L'aspetto che più mi ha colpita del romanzo è l'intensità del legame che nasce tra Yujin e lo straniero. Mentre il confine tra il suo dovere di Guardiana e il desiderio di donna svanisce, la passione si trasforma in una forza inarrestabile e pericolosa. K.J. Aline descrive l'amore non come un semplice rifugio, ma come la più crudele delle maledizioni: una scelta che non segna solo il destino di Yujin, ma quello di tutti coloro che verranno dopo di lei.
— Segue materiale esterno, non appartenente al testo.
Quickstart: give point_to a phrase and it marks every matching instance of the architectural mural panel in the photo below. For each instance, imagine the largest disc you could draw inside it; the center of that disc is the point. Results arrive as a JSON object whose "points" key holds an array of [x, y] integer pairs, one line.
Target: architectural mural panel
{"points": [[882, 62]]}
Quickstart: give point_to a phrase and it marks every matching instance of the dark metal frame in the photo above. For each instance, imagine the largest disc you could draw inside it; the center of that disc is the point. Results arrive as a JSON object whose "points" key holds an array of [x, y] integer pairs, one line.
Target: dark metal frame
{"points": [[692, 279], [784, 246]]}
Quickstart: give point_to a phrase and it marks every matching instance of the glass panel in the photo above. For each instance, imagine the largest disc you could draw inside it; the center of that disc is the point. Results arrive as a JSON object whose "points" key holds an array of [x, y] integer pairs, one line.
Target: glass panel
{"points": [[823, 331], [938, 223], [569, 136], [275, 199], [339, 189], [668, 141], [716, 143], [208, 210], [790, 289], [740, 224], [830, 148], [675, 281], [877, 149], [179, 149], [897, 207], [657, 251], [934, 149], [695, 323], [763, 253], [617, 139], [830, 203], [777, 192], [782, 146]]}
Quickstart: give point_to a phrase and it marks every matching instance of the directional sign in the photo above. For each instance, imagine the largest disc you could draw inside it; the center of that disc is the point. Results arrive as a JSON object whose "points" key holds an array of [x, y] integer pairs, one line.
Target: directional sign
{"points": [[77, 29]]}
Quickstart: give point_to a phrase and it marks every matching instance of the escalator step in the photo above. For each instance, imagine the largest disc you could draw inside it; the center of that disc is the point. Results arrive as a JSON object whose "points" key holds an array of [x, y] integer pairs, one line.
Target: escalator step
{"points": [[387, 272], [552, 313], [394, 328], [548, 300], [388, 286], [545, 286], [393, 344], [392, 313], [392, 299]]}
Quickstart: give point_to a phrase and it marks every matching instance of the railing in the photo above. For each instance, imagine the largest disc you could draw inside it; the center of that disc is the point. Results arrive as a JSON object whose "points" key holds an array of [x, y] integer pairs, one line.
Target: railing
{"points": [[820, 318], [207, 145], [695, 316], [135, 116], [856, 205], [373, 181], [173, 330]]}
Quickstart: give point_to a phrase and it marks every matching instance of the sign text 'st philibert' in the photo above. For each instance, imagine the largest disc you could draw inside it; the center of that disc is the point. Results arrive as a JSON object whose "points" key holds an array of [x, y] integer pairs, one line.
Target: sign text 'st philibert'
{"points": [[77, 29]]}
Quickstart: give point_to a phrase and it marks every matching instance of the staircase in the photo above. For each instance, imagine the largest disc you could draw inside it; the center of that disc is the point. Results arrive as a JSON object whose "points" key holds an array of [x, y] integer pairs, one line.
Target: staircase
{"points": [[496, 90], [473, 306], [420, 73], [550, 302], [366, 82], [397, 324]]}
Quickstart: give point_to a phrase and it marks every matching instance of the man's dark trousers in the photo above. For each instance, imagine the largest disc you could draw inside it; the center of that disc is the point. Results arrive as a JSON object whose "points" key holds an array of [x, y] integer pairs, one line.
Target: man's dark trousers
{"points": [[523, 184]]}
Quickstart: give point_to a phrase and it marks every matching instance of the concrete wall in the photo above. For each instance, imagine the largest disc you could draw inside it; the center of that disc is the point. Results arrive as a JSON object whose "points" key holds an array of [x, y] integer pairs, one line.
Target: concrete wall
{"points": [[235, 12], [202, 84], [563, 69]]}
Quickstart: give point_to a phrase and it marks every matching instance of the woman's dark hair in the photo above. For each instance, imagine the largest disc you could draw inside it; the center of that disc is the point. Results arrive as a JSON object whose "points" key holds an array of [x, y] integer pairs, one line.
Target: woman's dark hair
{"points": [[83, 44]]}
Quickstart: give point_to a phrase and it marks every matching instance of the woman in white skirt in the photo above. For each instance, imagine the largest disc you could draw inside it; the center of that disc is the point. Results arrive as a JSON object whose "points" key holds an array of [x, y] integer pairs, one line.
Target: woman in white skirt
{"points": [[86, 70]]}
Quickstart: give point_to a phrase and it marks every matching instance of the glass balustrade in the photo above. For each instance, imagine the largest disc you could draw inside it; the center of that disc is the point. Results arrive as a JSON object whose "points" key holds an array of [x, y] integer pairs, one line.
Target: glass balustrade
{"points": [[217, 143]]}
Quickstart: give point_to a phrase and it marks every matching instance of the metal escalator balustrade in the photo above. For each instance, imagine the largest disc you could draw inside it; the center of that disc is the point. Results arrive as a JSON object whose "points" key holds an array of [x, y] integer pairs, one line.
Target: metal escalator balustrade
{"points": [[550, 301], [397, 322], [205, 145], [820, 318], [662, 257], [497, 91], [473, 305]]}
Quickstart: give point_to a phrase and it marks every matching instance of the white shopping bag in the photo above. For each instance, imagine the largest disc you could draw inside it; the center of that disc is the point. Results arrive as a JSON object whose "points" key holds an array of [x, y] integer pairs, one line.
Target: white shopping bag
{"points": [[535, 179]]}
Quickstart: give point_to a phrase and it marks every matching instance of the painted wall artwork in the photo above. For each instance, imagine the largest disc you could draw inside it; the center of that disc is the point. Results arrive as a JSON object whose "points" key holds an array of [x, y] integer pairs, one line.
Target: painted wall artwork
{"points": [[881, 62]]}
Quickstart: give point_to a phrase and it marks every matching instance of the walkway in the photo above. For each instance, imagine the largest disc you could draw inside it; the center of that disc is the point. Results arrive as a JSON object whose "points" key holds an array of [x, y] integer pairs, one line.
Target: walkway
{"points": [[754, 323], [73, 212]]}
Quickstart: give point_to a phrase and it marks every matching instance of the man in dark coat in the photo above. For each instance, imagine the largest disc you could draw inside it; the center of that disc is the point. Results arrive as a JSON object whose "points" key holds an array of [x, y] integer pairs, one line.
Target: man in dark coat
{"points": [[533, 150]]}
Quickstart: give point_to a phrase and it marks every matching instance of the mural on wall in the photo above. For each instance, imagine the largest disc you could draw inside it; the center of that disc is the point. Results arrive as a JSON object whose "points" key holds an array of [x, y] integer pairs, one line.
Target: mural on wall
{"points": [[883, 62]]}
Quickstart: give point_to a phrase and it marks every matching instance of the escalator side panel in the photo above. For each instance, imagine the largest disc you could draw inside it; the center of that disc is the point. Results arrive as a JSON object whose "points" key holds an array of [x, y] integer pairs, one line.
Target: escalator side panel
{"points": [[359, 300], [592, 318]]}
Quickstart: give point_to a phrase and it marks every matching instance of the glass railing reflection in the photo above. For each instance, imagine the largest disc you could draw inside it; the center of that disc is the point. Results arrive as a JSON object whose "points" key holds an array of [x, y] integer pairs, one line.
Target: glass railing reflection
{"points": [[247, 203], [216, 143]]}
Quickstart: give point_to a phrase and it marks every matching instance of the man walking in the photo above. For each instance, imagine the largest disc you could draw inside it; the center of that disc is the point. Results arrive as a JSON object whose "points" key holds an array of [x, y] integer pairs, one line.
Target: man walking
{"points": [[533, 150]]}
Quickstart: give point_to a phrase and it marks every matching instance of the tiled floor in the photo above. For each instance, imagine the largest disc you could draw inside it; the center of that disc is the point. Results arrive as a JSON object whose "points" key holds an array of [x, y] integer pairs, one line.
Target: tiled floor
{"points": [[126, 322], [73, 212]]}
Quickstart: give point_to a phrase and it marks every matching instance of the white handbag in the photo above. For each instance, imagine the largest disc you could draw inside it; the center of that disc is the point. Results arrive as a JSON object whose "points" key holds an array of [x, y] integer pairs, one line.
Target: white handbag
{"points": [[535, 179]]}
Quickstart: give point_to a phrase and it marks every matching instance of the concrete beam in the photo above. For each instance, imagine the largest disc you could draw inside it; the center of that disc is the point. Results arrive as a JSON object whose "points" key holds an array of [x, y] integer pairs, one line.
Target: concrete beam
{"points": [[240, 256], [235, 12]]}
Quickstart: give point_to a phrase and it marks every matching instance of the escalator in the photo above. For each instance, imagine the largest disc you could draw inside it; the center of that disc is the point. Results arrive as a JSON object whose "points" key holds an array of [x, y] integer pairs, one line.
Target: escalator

Questo libro mi è piaciuto perché non ha paura di scavare nel lato oscuro del mito. La scrittura è evocativa, profonda e scorre con una naturalezza incredibile, trasportandoti in un tempo lontano dove ogni gesto ha un peso eterno. È la storia di come una singola disobbedienza possa diventare l'origine di tutto, e di come la ricerca della verità sia spesso un percorso solitario e doloroso. Un romanzo che parla di coraggio, di tradimento e di un destino che nessuno può davvero fuggire.